L’avvocato Angelo Paladino, membro della Commissione istituita all’indomani della chiusura del Tribunale di Sala Consilina, ha chiesto che la stessa venga riconvocata per “intraprendere le opportune iniziative tese a inserire il nostro tribunale tra quelli che potrebbero essere riaperti”. Della Commissione faceva parte il sindaco del Comune di Sala Consilina, all’epoca Cavallone e ora Cartolano e i capigruppo consiliari. La presa di posizione da parte di Paladino arriva dopo le dichiarazioni del sottosegretari al Ministero della Giustizia un disegno di legge finalizzato alla riapertura di alcune sedi giudiziarie soppresse, diffusa dal Sottosegretario del Ministero delle Giustizia, Andrea Delmastro Delle Vedove, sulla riapertura dei “tribunalini” e quindi rivedere la geografia giudiziaria così come fu ridisegnata nel 2012.
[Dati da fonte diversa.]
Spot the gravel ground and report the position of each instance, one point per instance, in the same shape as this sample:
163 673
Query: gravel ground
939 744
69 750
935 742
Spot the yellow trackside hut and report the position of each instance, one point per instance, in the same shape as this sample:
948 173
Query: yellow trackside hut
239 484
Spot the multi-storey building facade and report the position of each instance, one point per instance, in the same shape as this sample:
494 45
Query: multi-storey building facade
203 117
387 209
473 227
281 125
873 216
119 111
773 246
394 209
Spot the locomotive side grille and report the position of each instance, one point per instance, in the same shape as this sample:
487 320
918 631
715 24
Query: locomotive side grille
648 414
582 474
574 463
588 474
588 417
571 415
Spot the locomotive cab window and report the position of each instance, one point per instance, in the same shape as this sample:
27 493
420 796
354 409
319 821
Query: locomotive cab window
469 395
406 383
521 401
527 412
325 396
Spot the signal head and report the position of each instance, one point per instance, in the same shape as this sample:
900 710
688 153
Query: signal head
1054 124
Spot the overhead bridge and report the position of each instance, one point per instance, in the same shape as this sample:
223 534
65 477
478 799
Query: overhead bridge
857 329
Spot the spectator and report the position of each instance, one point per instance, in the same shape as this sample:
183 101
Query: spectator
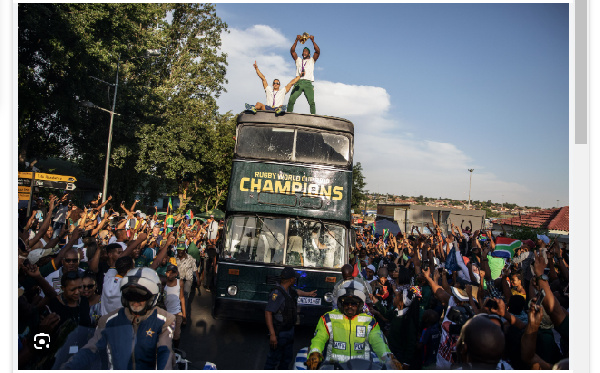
111 289
89 291
187 272
481 344
138 335
174 300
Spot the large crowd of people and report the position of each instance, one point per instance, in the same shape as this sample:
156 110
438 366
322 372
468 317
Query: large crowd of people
90 278
447 301
84 270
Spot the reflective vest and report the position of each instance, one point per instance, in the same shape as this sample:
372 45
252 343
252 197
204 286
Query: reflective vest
348 338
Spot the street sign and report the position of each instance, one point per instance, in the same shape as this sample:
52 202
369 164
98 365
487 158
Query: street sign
24 192
47 177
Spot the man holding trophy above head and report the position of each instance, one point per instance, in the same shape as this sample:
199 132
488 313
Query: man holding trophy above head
305 67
Il Tribunale di Sala Consilina, fa sempre bene ridirlo, è un caso unico in Italia. Nessun altro Tribunale è stato annesso a uno fuori regione, nel caso di specie a Lagonegro, e pur avendo numeri importanti. Il Governo Meloni – stando a quanto dichiarato dal sottosegretario – pensa alla riapertura e per ora punterebbe – lo ha rivelato il consigliere regionale Corrado Matera – alla questione della popolazione. Il presidio di Giustizia è però fondamentale anche per le aree interne e per tutelare un territorio, quello del Vallo di Diano e del Golfo di Policastro, privo di tali istituti.